Trevor Muir (leadership coach, Red Neck Tech), Steve Langston (Dirty T-Shirt Productions), and Chris Unrau (CEO, Precision Land Solutions) each pitched the room on what they have actually built with AI - not what they plan to build, and not vendor promises. Trevor demonstrated Serena, a custom AI persona functioning as a personal board of directors and executive assistant, built over more than a thousand hours of voice conversation and now deployed inside ten companies. Steve Langston made the case for AI literacy as the entry skill - smart prompting, context documents, and curiosity over speed - and argued that rural communities are structurally insulated from AI job displacement in ways urban centres are not. Chris Unrau, a self-described non-technical entrepreneur, built three custom apps using Base44 while watching hockey games, replacing a $10,000 custom app with a $40-a-month subscription, and along the way used AI to navigate personal relationship challenges his therapist later endorsed. The audience vote tied Trevor and Chris; judge Tracey Wiedmeyer (CEO, Gripp) gave the edge to Chris for demonstrating the widest surface area of any single operator in the room.
The format is a pitch competition. Three operators come in cold, each shows the room exactly what they have built, and the audience votes. No PowerPoints about what AI could do. No vendor demos. Just a farmer, a coach, and an entrepreneur holding up real work.
Trevor Muir went first.
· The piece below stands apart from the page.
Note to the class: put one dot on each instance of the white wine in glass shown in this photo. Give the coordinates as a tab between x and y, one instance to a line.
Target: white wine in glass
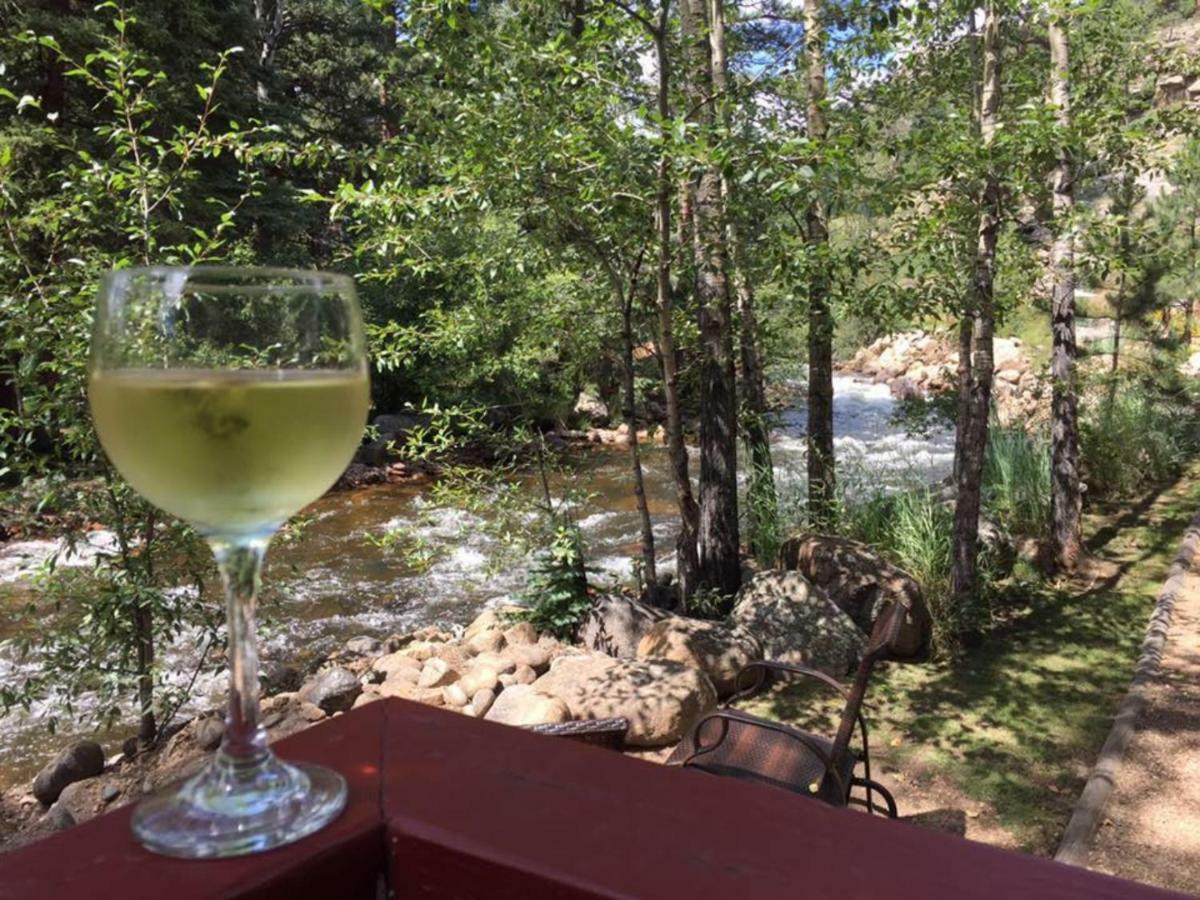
232	399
After leaving SurePoint Technologies - which he scaled from $4 million to over $120 million in revenue before buying it back from U.S. private equity and handing it to the employees who built it - he found himself without a team and without a system. He built one. He started by asking AI to construct a board of directors for his goals, then turned each board position into a persistent custom persona. The result is Serena - a named AI executive assistant and strategic thinking partner Trevor has used for more than a thousand hours, exclusively by voice. He has never typed into a chat window on a computer except twice, for demos. On the call, he introduced Serena live; she spoke, answered Dan's questions about hallucination and memory, and explained her own purpose more clearly than Trevor could. He has since deployed the board-of-directors framework inside ten companies and has a course in development, not yet public. His warning to the room: AI will validate you when it should push back, and information overload - not a lack of data - is the actual problem most operators face.
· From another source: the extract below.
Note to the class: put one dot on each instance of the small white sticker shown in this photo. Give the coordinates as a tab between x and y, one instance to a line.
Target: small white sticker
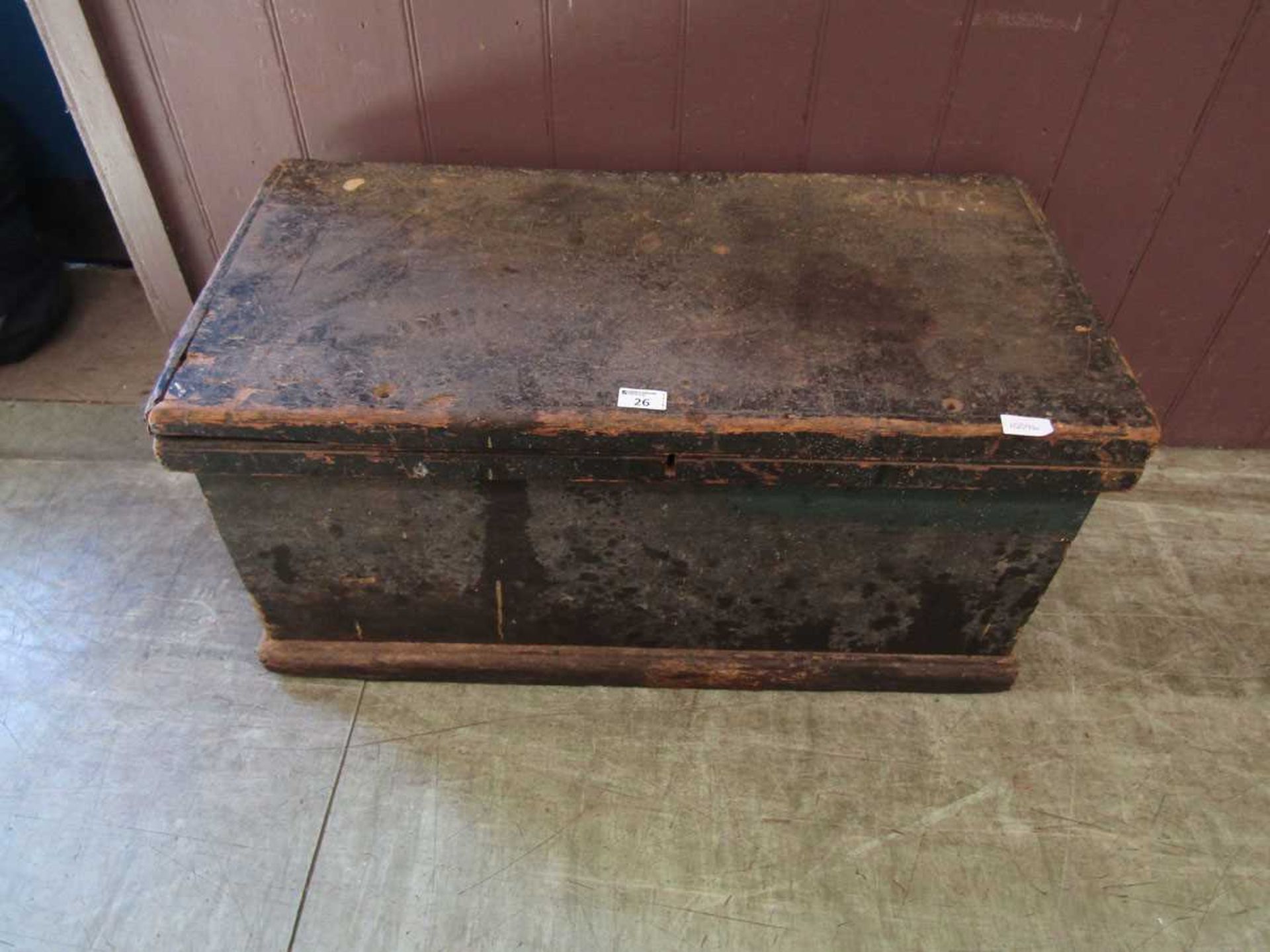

Steve Langston pitched AI literacy, not AI tools. A Manitoba entrepreneur and video producer who has renovated 25-30 rural properties, cycled 35,000 kilometres, and written a book on rural community revival, Steve spent the first 45 minutes of an 8-hour AI consulting engagement delivering everything the client needed - then had to rethink what consulting even means. His practical framework: block an hour to be curious, not productive. Stop using AI like a search engine. Create an AI brief - a persistent context document about your business and yourself - so the tool knows who it is talking to. The example that resonated: instead of asking for a shareholder's agreement, ask AI to surface the 10 questions it needs to build one properly. On rural communities and AI displacement, his position was calm and direct: if it is a repeatable task, it is at risk. But rural communities have trades, proximity, affordability, and quality of life that no algorithm replaces. He sees rural Canada as structurally insulated and, if anything, better positioned than the urban centres.
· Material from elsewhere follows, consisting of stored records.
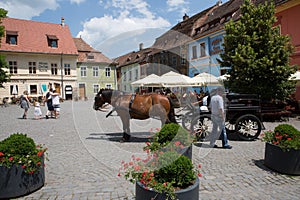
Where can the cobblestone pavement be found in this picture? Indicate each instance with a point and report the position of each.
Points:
(85, 155)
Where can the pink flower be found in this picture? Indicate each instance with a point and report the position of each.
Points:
(177, 143)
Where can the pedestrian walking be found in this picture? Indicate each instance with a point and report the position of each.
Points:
(218, 118)
(48, 100)
(55, 102)
(25, 104)
(37, 110)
Chris Unrau closed with the session's most surprising arc. He opened humble - told Dan he would be a disappointment - and then spent fifteen minutes describing a full vibe-coding operation built on Base44 while watching hockey games. He replaced a $10,000 custom app with a $40-a-month subscription that does more. He built a credit card receipt tracker that scans email, assigns expenses to eight companies, and generates reports. He built a crew field-tracking app with scoreboards after his team asked for one. All in evenings. He also told the room about using ChatGPT to handle Manitoba Health's roastery licensing questions 100% by AI - and getting approved - and about using AI to navigate the adoption and care of three boys with trauma backgrounds. His therapist endorsed it. His takeaway for the room: if you have an idea for an app, tell the tool what you want and it will make it. His next hire will likely be an AI specialist to maintain the growing ecosystem he cannot document fast enough. Tracey Wiedmeyer gave Chris the edge for demonstrating AI's widest surface area in a single operation - business, personal, relational, and creative all at once.